Mother's Day a loving day

My mother taught me how to read and write when I was 3 years old. She raised seven of us while my father worked two jobs. She gave me the foundation for what would be a career in journalism. I lost my mother nearly five years ago, but what she instilled in me endures. For those of you who have a mother, be thankful.
I know I am, even though she's gone.

My mother was a news junkie. She saved newspapers that carried banner headlines like Richard M. Nixon's forced resignation, in which he declared, "I am not a crook" and the assassination attempt on Gerald Ford by Lynette "Squeaky" Fromme, one of Charles Manson's disciples.

I still recall those afternoons racing home from school so I could watch the Watergate hearings with my mother.

I had her all to myself because my brothers and sisters had no clue what Watergate was about and to this day could care less.

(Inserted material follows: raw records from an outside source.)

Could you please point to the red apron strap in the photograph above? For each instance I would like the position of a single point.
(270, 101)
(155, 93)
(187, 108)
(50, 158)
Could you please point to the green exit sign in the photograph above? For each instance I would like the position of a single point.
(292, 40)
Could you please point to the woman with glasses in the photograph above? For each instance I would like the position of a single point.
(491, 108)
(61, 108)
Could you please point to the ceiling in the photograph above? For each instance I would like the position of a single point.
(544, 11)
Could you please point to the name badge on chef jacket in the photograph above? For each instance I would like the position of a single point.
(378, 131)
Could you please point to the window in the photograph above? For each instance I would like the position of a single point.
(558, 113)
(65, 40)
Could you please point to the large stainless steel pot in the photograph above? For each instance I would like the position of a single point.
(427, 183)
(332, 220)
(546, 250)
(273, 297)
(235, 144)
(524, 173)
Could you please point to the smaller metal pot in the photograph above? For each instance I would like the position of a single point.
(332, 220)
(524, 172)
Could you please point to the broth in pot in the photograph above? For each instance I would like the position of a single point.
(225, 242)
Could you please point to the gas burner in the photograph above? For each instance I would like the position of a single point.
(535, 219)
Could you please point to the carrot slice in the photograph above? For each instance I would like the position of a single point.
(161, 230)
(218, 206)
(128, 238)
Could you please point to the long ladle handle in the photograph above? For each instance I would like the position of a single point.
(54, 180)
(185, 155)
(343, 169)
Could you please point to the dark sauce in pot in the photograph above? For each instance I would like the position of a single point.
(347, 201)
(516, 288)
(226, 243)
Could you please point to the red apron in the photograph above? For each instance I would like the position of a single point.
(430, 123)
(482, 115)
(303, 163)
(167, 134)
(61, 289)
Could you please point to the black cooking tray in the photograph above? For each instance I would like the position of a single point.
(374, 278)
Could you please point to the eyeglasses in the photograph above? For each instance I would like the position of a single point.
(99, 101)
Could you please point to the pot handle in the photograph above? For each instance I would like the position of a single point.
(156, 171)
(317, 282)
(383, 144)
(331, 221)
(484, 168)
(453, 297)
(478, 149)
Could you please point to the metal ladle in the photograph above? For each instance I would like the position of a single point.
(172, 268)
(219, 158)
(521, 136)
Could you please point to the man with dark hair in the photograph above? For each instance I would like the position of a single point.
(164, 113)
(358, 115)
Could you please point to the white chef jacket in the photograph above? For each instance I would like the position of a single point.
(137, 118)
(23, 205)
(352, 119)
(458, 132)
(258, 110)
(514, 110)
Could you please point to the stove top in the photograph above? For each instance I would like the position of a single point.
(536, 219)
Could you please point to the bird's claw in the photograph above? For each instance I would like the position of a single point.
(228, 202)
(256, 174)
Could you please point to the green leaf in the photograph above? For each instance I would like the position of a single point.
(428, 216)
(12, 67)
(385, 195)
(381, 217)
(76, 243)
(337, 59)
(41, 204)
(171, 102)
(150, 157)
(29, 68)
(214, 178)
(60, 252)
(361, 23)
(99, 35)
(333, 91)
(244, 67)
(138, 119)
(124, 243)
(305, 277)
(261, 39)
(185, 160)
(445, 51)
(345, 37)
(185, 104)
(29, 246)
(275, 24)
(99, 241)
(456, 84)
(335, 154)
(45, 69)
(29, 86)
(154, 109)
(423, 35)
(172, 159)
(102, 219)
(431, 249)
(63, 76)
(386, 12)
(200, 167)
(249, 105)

My mother, though, never played favorites. I guess I was just the brainy one.

Years ago, she gave me a TV Guide just days after the 1963 that featured the assassination of John F. Kennedy. I still have it, along with the TV Guide that had a cover story on the untimely plane crash death of Kennedy's son.

My parents were very generous with us when they could afford to spend. When I was in elementary school, I got a Fort Apache play set.

For my eighth-grade graduation, I received a 10-speed bicycle.

In my senior year, they gave me money to take a class trip to New York City to visit the World Trade Center and Statue of Liberty.

Then I got to go on a second trip to Washington D.C. where I visited the White House and JFK's grave.

I brought my mother all kinds of brochures home and other items and she saved every one of them, including a soap sample from the hotel that my father gave me after she died Aug. 27, 2003, on his birthday after a sudden and brief illness that took her away from us at 62.

This was particularly hard on our father, but I told him I believed his birthday present was that she was finally at peace in Heaven and that one day we would join her.

Sometimes it was tough competing with elementary school boys who had all kinds of Match Box and Hot Wheels cars. I had something better, though, thanks to my mom.

Every week when the Shopper's Guide came in the mail, my mother and I would cut out cars from the automobile dealership ads.

Over several years, I had quite the collection of cars and would feature the best of them in my own Daytona 500 races. Those other kids sure loved my paper cars.

And because my mother always read to me, especially stories from the Bible, I got to be a pretty good speller. In fact, I won the third-grade spelling be over this snot-faced girl with red hair who spelled alphabet with an F. When she got it wrong, I spelled it correctly and was the most popular kid during recess. My mother was so proud.

I think my mother's proudest moment, though, is the day she saw me graduate from college. No one in the history of our family had ever done that.

And I know she was pleased when my son was born in 1993, the second boy among her five grandchildren.

My mother was proud of every academic and professional achievement I ever accomplished. I'm sure she'd be very proud of my establishing this on-line newspaper.

I will spend part of Mother's Day today with my girlfriend, Sera, and her mother, Maria, a widow. She is very nice.

She speaks very little English since coming here in 1994 from Puerto Rico. Since I speak some Spanish, I am teaching her English. She reminds me so much of my mother that I am beginning to love her, too.

My mother was fluent in Portuguese and would sing as native songs. So I appreciate cultural differences that my mother instilled in me so many years ago in my baby-boomer life. I will always love my mother.